Wrong! While a little cold weather might make us warm-blooded animals who have been walking upright in the woods for only about 1.5 million years a little chilly. But, those six-legged critters crawling along in the woods - insects - have been around for - well, beetles maybe for about 190 million, and grasshoppers, crickets, and cockroaches for about 350 million years.

Face it, these guys are playin' for keeps, they've seen it all - from ice ages to tropical times. A few days and nights below freezing is not going to faze them much at all.

While you might think soil-inhabiting insects would suffer most in cold weather, they probably suffer the least. Consider the immature stages of turf pests, such as white grubs (Japanese beetles, masked chafers, June beetles, etc.). These insects spend the winter three to four inches below the soil's surface; they tunnel to this depth in response to declining soil temperatures in the fall.

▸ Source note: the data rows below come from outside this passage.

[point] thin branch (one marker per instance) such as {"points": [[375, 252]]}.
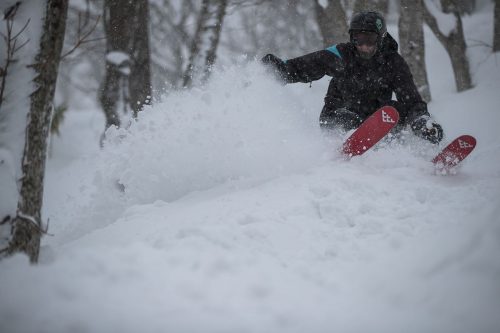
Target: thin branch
{"points": [[83, 39]]}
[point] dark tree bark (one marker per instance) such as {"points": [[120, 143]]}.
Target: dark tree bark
{"points": [[454, 43], [205, 41], [496, 33], [332, 22], [127, 80], [411, 42], [140, 71], [27, 225]]}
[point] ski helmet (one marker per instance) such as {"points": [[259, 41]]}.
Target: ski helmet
{"points": [[368, 21]]}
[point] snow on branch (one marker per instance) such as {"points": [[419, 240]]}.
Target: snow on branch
{"points": [[83, 37], [445, 22], [11, 40]]}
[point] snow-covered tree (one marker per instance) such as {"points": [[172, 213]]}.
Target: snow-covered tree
{"points": [[205, 42], [411, 42], [381, 6], [332, 22], [35, 32], [446, 24], [496, 33]]}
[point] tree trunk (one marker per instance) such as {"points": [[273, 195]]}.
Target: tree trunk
{"points": [[381, 6], [27, 225], [116, 22], [411, 42], [205, 42], [332, 22], [140, 72], [496, 33], [454, 43], [127, 81]]}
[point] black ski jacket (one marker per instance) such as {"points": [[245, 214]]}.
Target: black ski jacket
{"points": [[360, 85]]}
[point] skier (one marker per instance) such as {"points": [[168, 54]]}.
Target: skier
{"points": [[365, 72]]}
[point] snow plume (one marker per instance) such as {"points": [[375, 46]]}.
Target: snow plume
{"points": [[243, 125]]}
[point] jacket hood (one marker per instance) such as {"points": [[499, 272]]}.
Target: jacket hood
{"points": [[389, 45]]}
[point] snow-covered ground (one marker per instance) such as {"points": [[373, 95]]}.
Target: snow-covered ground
{"points": [[226, 210]]}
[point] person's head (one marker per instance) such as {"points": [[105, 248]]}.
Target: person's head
{"points": [[367, 31]]}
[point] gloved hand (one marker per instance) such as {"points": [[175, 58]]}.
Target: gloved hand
{"points": [[427, 129]]}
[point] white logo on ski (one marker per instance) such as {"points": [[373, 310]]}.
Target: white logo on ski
{"points": [[464, 145], [386, 118]]}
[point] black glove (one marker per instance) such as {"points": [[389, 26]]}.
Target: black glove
{"points": [[425, 128]]}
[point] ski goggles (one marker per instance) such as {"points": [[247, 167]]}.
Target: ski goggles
{"points": [[364, 38]]}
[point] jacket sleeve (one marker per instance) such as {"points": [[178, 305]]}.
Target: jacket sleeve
{"points": [[406, 91], [310, 67]]}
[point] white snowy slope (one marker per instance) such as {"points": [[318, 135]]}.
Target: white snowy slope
{"points": [[226, 210]]}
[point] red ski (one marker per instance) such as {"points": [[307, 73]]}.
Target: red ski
{"points": [[371, 131], [455, 152]]}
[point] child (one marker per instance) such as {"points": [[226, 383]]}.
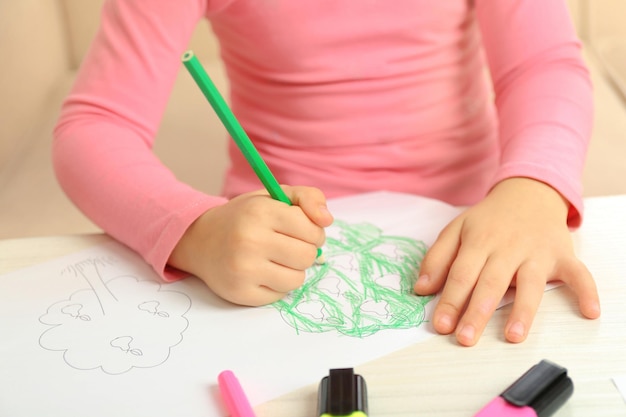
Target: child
{"points": [[382, 95]]}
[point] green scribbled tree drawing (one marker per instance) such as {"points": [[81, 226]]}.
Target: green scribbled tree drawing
{"points": [[366, 284]]}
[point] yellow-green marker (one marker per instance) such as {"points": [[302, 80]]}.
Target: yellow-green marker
{"points": [[235, 130]]}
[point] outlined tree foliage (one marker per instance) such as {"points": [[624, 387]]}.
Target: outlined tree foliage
{"points": [[117, 325]]}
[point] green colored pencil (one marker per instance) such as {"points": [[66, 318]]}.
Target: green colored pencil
{"points": [[235, 130]]}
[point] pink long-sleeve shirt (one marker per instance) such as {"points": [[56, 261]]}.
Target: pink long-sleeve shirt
{"points": [[437, 98]]}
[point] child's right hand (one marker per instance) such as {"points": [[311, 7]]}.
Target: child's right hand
{"points": [[253, 250]]}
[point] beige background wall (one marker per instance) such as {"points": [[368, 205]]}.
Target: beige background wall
{"points": [[43, 41]]}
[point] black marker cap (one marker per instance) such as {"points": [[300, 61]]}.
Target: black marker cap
{"points": [[342, 393], [545, 387]]}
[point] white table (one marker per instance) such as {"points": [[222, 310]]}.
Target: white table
{"points": [[440, 378]]}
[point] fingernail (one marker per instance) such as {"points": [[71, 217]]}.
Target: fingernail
{"points": [[595, 310], [517, 330], [445, 322], [423, 280], [324, 211], [467, 333]]}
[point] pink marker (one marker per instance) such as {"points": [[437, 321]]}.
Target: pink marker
{"points": [[541, 391], [233, 395]]}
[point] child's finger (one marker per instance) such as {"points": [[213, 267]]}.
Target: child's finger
{"points": [[576, 275], [312, 202], [530, 286], [459, 285], [438, 259], [491, 286]]}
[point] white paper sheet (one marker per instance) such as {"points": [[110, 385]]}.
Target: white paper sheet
{"points": [[96, 333]]}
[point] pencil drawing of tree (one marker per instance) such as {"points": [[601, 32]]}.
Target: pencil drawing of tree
{"points": [[117, 325]]}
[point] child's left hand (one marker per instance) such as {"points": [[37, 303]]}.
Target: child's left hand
{"points": [[517, 236]]}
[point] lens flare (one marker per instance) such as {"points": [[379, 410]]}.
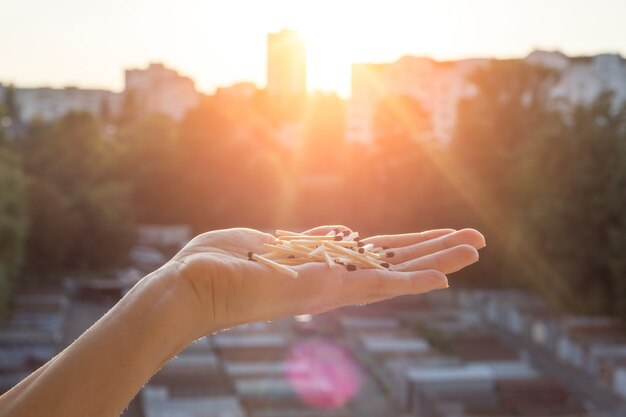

What probably happens is that the soil near the surface begins to cool, and these grubs migrate to soil that has higher temperatures - which is a few inches deeper. When winter air temperatures drop below zero Fahrenheit (Blacksburg went to -15 F. in 1985, and to about -19 F. this year), soil temperatures are much warmer.

In general, soil temperatures at two to three inches below the surface remain at the freezing point (32 F.). With a snow cover of a few inches, the soil at the surface will remain close to the freezing point. Otherwise, it will drop a little below that.

When you go deeper in the soil, the temperature increases! So, where soil insects spend the winter, the temperature very rarely drops below the freezing point of water - and that is not a threat to their survival!

Now, some insects can be killed by low temperatures - flies for example. The house fly overwinters as adults, larvae, and pupae in protected locations. This species is very susceptible to cold temperatures, and is easily killed below 32 F. But, I don't think we will see much of a difference in the house fly population this spring. Indeed, I have every confidence that this very successful insect will bounce back with sufficient numbers to annoy us all summer.

Cold weather has rarely if ever had any serious impact on the insect pests that have adapted to the human environment, especially soil insects. So, what does that leave us? Fire and flood, I guess!